Invitée à s’emparer de la Galerie Art & Sciences de la Cité des sciences et de l’industrie, Faye Formisano rappelle que « tous les êtres vivants sont les fantômes du futur ». Jusqu’au 24 mars 2024, l’artiste française profite ainsi de son exposition pour associer avec poésie science et fiction.
Présentée dans le cadre du troisième volet de sa carte blanche « Art et Science », l’exposition All The Living Beings Are The Ghosts of The Future nous plonge dans le laboratoire d’un chercheur en onirogénétique inventé de toute pièce par Faye Formisano : Roderick Norman, instigateur de cette drôle de discipline consistant à entrer dans les rêves d’une personne via l’analyse de son squelette. D’après lui, « les os renferment tous les secrets de notre espèce ».
Une affirmation qui inspire à la plasticienne pluridisciplinaire (dessin, textile, cinéma) trois questions. Toutes essentielles : combien de rêves gisent en moi ? Combien de genres gisent en moi ? Combien d’espèces gisent en moi ? Pour y répondre, l’artiste, diplômée du Fresnoy – Studio national des arts contemporains, adapte son film They Dream in My Bones, normalement conçu pour être diffusé en réalité virtuelle, dans l’espace de la galerie d’Universcience.

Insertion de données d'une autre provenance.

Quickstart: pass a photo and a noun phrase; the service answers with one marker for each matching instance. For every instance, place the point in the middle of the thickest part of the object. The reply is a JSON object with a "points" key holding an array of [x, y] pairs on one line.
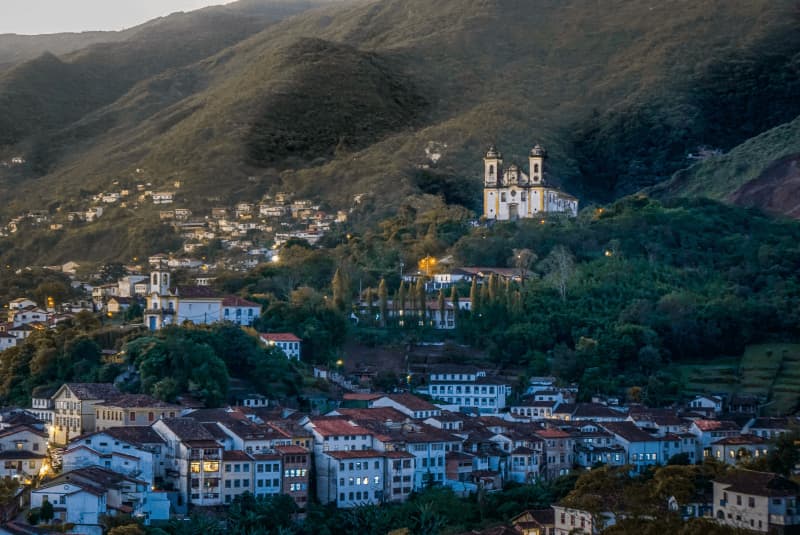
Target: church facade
{"points": [[510, 194]]}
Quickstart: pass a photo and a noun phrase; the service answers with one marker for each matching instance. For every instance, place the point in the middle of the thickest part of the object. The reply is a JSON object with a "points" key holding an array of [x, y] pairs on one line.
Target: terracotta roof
{"points": [[355, 454], [337, 426], [188, 429], [360, 396], [290, 449], [717, 425], [86, 391], [382, 414], [628, 431], [131, 401], [740, 440], [279, 337], [399, 455], [758, 483], [196, 292], [233, 301], [412, 402], [596, 410], [19, 455], [773, 423], [235, 455], [551, 433]]}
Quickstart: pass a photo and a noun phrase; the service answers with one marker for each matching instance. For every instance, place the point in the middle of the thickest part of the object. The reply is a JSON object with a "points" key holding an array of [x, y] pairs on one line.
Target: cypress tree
{"points": [[383, 301]]}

Le voile comme support immersif
Projeté sur une série de voiles, They Dream in My Bones invite les spectateurs à entrer physiquement dans les images, à ne faire qu’un avec l’installation, quitte à brouiller les frontières entre les différents médiums. Comment ? En les peignant directement sur les tissus vaporeux des images du squelette anonyme dont il est question dans le film, prolongé dans la deuxième salle d’exposition par Heaven in Matter, co-réalisé avec Emanuele Coccia, philosophe, spécialiste de l’image et de la nature du vivant. À chaque fois, il s’agit pour Faye Formisano, qui a d’abord été formée au design textile à l’École Duperré, de déployer son apprentissage, de lier ses travaux à la thèse qu’elle soutient actuellement à l’Université de Lille : « Draper l’image : Usages et fonctions du voile comme manifestation des identités troubles dans le cinéma fantastique ».
Si All The Living Beings Are The Ghosts of The Futur défend une vision différente de l’œuvre immersive, l’exposition en coche pourtant toutes les cases : ici, le spectateur n’est pas tenu à distance, mais invité à pénétrer et à séjourner directement dans l’installation. On comprend alors que, dans le travail de Faye Formisano, l’usage du textile sert le film projeté, et vice-versa, matérialisant les fameuses théories de Roderick Norman. « Le voile renvoie à la notion de trouble, il incarne la fluidité et permet de nous situer entre la vie et la mort, le masculin et le féminin, l’humain et le non-humain », explique-t-elle. Une réflexion métaphysique qui prend ici de doux accents poétiques.